Debugging your soft-core CPU within an FPGA

We’ve already looked at the requirements for debugging a CPU in general, as well as how to debug a CPU within a Verilator based simulation. Let’s now return to this topic and take a look at how to modify your soft-core CPU so that you can debug it once it is placed within an FPGA.

Fig 1: Soft-Core CPU H/W Debugging Needs

When we discussed the general needs of a debugger, we used a figure similar to Fig 1. to describe a CPU’s debugging needs. We addressed the left column, debugging the CPU while in simulation, in a previous post. Today, the figure at the right has been modified to highlight todays discussion and focus: how to add the necessary logic into a soft-core CPU to support debugging.

As shown in the diagram, the basic operations we’re going to need to support are resetting, starting, halting, and stepping a CPU, as well as examining and changing CPU, state registers. You may wish to review how the ZipCPU handles pipeline control, since the logic we shall discuss today needs to fit nicely into that context.

That H/W Debugging Interface

If you’ve never done this before, please don’t start by trying to implement GDB’s remote serial protocol within Verilog. The protocol is very powerful, and we’ll discuss how to use it later to connect your CPU to GDB. The problem is that the protocol is complex, and it will take a lot of work to process it within hardware. Keep reading, there’s an easier way.

As a first step, think for a moment about what debugging your CPU will require. In particular, you’ll want to be able to read and write both registers and memory.

Reading from memory requires the address you wish to read from as well as a strobe signal to indicate your desire to read

If your address space is big enough, this same sort of command and interface can work for reading CPU registers just like it does for memory.
Writing to memory requires an address, a value, and a strobe to tell you when to write the value to the given address.

As with reading, if you can allocate an address for each register within your CPU, the same interface you used for reading registers could also work to writing registers within your CPU.

The approach can even be expanded to include not only registers values, but also internal (debugging) state variables from within your CPU.

As a third example, a control register could also be used to tell the CPU when to execute an instruction, and when to hold in reset.

Fig 2: Placing a CPU on the Debugging Bus

All of these interactions, therefore, are easily understood as things that could take place across a “bus” with both memory and memory mapped peripherals on it. Therefore, one might consider giving the CPU a bus slave interface, and hooking it up to the debugging bus we’ve been working with (or something similar) as shown in Fig 2.
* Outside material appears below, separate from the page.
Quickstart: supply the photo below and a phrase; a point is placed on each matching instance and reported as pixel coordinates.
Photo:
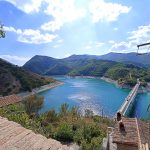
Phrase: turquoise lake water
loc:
(94, 94)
This approach has a couple of advantages. First, the debugging bus can be used to debug both the peripherals and the memory the CPU will need to work with later. Second, if the CPU and debugging bus are each given the same view of the peripheral set, then no separate address map and decoder needs to be created. Third, this approach creates a means, independent of the CPU, of reading and writing to memory. This could be very important later when building a program loader for the CPU, since it would then allow you to load the CPU’s program into memory and test it, without relying on any internal ROM within the CPU that would cause the design to need to be resynthesized anytime something changes.

The downside of this approach is that, depending upon your implementation, the bus arbiter may slow the CPU’s access to memory by a clock (or two).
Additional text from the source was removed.